(Image by Orna Wachman from Pixabay)
I may be off my own personal Twitter for Lent but I’m still running the Minimise account: and let me assure you, the algorithm still feeds that account plenty of the controversies, clickbait, and scissor statements that rule the website.
One that particularly struck me was this tweet from Matt Walsh. This duly kicked off a massive firestorm, with the tweet provoking wildly different reactions from different people. But these reactions didn’t split neatly down left-right lines. Here and here, for example, are two contrasting reactions from conservatives.
The discussion made its way to pro-life Twitter. Interestingly and encouragingly, most people for whom pro-life work formed a major part of their public-facing persona disagreed with Walsh and thought that the man should have given up his seat. A thoughtful pro-choice philosopher explicitly connected the issue to abortion by quoting a post from David Oderberg.
That line “Abortion would never be thinkable in a society where people regularly saw self-sacrifice as a norm” got me thinking. The way we approach the abortion issue at Minimise is by arguing that most people’s ordinary beliefs about human rights and human equality lead to the pro-life position. Pro-choice and pro-life people aren’t committed to fundamentally different premises about the value of human life or the limits of bodily autonomy. In other contexts than abortion, people don’t actually believe that you need to be conscious or have sophisticated cognitive capacities to have human dignity. In other contexts than abortion, people don’t think that your right to bodily autonomy allows you to kill someone. Pro-choice people mostly have the right fundamental values on these questions, they are just applying them inconsistently when it comes to abortion. They don’t need to transform their worldview or adopt a new set of ethical commitments to have the right position on the human rights of the unborn.
This, though, leaves us with an obvious question: why are pro-choice people being inconsistent with their own values when it comes to abortion? Sure, at Minimise we talk a lot about the non-rational factors that influence people (both pro-choice and pro-life) to have the positions they do. But we mostly talk about them to try to help people on both sides overcome their biases, motivated reasoning, and tribal thinking so that they can listen and talk to one another more effectively. We rarely venture into questions like, “Why does this tribe exist in the first place?” or “Why are people motivated to believe this conclusion?” Obviously the answers to those questions are going to be complex and multifaceted, but they’re worth asking.

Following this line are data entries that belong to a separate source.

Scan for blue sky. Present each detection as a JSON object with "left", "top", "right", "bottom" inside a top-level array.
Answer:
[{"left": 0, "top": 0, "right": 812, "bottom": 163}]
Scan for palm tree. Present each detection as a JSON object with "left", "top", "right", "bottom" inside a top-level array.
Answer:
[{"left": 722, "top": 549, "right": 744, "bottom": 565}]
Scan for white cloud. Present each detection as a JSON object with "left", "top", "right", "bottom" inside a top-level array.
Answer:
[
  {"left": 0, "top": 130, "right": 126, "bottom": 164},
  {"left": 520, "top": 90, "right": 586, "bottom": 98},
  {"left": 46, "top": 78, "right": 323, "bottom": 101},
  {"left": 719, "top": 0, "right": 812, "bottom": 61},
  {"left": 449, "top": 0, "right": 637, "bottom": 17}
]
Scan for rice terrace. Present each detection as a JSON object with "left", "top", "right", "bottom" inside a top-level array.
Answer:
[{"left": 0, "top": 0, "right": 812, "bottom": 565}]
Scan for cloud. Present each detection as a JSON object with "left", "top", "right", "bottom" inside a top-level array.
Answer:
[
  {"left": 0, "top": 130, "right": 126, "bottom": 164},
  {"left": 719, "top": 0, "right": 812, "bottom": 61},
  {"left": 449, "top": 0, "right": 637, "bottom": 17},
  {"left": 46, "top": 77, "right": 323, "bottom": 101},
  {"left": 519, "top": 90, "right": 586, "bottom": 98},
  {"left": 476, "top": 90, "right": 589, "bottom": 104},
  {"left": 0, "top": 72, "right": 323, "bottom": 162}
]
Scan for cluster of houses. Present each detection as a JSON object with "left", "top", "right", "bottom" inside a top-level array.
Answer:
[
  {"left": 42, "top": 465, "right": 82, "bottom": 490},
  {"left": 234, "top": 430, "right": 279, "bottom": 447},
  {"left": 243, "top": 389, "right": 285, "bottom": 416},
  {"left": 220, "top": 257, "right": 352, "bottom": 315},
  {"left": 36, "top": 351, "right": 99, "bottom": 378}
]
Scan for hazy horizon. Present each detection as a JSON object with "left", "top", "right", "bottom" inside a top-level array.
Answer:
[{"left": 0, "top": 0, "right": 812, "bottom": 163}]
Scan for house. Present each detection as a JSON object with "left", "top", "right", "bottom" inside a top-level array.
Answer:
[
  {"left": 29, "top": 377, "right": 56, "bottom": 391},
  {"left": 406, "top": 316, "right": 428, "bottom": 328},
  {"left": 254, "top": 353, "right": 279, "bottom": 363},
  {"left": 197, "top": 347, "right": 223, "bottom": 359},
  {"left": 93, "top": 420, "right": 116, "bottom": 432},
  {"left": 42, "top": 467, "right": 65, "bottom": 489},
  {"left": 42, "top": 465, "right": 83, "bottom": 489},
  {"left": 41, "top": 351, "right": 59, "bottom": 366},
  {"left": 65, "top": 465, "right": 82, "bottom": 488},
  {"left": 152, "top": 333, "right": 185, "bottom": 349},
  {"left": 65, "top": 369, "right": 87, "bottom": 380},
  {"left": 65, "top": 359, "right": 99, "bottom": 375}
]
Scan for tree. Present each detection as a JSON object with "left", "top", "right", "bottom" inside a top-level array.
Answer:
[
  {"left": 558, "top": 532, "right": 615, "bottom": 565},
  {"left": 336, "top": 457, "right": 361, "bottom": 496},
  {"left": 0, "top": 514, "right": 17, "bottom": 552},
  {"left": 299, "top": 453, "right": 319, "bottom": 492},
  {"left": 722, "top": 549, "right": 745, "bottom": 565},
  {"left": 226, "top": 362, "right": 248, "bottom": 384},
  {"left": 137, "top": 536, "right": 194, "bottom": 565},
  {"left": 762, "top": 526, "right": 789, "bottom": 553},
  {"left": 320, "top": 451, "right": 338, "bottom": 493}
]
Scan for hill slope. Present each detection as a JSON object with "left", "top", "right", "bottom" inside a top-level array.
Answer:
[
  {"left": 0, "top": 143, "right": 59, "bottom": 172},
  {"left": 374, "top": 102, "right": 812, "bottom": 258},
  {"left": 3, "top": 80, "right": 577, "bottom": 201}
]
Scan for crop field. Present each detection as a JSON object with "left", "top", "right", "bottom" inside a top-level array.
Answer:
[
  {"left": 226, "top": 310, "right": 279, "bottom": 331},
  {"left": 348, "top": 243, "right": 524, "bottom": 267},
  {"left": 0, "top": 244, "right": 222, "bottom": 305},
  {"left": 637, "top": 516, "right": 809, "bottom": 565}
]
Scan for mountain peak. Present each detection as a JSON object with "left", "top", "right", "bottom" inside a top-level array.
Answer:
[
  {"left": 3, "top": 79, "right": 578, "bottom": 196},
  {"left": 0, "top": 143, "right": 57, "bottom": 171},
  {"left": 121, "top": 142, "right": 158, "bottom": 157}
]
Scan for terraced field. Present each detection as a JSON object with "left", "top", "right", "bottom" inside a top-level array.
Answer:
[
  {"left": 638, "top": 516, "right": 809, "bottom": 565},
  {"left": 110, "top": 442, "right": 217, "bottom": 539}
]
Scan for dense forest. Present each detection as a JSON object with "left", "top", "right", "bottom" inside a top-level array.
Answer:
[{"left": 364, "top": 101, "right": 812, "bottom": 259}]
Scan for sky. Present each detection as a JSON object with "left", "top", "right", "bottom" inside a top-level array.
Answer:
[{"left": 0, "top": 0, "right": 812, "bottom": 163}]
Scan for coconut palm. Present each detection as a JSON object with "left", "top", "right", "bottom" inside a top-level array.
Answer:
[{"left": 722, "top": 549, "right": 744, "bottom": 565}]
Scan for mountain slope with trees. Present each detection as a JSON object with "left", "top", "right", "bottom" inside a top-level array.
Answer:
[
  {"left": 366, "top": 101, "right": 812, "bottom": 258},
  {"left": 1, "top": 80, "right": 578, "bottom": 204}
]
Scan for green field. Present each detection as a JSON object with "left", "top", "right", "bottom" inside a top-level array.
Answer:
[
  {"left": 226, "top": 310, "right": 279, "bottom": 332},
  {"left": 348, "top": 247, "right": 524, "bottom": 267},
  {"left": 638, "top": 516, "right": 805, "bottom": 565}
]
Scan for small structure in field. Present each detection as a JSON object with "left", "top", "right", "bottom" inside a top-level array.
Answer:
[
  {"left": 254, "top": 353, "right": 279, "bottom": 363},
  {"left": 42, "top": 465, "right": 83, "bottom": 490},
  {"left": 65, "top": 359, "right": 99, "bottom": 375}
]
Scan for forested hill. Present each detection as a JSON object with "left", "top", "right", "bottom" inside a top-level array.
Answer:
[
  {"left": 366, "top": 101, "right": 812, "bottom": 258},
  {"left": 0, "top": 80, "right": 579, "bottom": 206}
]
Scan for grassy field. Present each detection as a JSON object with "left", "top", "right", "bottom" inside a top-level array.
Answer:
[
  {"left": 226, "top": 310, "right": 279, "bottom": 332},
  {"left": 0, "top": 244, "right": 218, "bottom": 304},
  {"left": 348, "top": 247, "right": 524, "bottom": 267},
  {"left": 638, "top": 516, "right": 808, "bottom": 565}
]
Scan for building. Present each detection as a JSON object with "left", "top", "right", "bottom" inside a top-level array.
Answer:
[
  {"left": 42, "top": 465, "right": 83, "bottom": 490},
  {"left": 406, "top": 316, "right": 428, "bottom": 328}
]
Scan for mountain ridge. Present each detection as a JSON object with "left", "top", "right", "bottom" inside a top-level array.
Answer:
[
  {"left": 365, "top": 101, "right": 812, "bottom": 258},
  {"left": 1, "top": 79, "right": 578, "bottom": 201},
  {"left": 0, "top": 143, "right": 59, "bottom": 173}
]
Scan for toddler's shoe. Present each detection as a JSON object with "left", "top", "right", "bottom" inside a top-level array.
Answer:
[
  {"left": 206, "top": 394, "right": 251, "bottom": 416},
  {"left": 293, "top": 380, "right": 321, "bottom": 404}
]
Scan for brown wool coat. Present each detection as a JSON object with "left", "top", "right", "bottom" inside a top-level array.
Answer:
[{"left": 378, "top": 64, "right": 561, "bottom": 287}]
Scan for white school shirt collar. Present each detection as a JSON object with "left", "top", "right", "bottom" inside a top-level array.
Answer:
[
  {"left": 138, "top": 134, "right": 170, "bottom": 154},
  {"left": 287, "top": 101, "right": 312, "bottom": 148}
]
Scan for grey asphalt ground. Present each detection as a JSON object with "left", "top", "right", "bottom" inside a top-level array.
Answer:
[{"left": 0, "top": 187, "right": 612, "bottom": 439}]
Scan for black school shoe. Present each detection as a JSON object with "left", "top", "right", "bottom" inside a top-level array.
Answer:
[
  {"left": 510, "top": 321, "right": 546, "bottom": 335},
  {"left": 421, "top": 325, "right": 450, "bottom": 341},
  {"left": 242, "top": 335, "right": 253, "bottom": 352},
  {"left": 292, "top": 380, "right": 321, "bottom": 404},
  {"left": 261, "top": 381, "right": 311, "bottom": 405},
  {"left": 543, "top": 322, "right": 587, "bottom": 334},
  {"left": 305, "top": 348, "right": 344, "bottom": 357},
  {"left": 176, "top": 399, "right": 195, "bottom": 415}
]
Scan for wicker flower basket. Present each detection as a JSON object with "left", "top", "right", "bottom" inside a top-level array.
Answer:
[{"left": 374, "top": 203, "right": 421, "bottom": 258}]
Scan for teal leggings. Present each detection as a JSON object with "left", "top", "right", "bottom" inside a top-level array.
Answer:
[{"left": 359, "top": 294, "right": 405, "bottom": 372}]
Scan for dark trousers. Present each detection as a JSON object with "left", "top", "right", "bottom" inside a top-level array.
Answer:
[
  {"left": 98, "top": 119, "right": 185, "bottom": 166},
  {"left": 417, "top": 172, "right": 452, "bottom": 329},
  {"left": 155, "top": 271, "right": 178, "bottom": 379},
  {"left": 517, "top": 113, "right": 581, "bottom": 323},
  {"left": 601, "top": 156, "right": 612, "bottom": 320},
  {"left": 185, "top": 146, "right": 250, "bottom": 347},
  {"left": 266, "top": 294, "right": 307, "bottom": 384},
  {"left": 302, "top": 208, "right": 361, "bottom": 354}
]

The one place we did look at these questions was in an episode of our podcast. Called “What does a pro-life culture mean anyway?”, Muireann and I chatted about an article by Michael Brendan Doughterty on the idea of unchosen obligations. Doughterty writes:
The modern mind, particularly the modern American mind, rebels almost instinctively against obligations that are unchosen. We tend to think it is unfair to be responsible for something we didn’t consciously and in full knowledge choose for ourselves. Abortion, and all the lies about human development and human nature that are used to sell it, are an attempt to relieve people of “unwanted” obligations. That is why, even when we do everything we can to relieve people of these obligations short of extinguishing the life of the child, some will still insist on abortion as a right.
This brings us back to the aeroplane seat. Maybe as long as we expect to go through life without having to face unwanted obligations or make involuntary sacrifices, we’re always going to be motivated to remove the ones that inevitably face us, particularly when their magnitude is so much greater than seven hours in a middle seat.
Dougherty goes on:
In truth, every child’s life is so full of possibility and risk that no parents can hope to achieve the kind of full and conscious consent we so often demand elsewhere in our lives. To accept a child is to accept the limits of our own powers, and burdens we can’t properly measure. And we know that anti-abortion laws, and cultures that support family formation, can help people to reconcile themselves to what really has happened in their lives, and what may yet still. So we have a duty to continue supporting those laws, and creating that culture. But the pro-life movement’s final work will necessarily involve helping us to accept not just the full scope of an unborn child’s life but to the full claims of life upon ourselves. We need to protect family life from the commercial logic that we accept in almost every other sphere of life. Our lives are not conducted by the rules and stipulations of explicit contracts. We are often called up to give much more than we want, and in turn we often get much more from life than we bargained for.
I think there’s deep truth in what Dougherty’s saying. But I’d go further than him. It’s not enough to just “protect family life from the commercial logic that we accept in almost every other sphere of life”. We should try to unwind that logic from the rest of our lives too.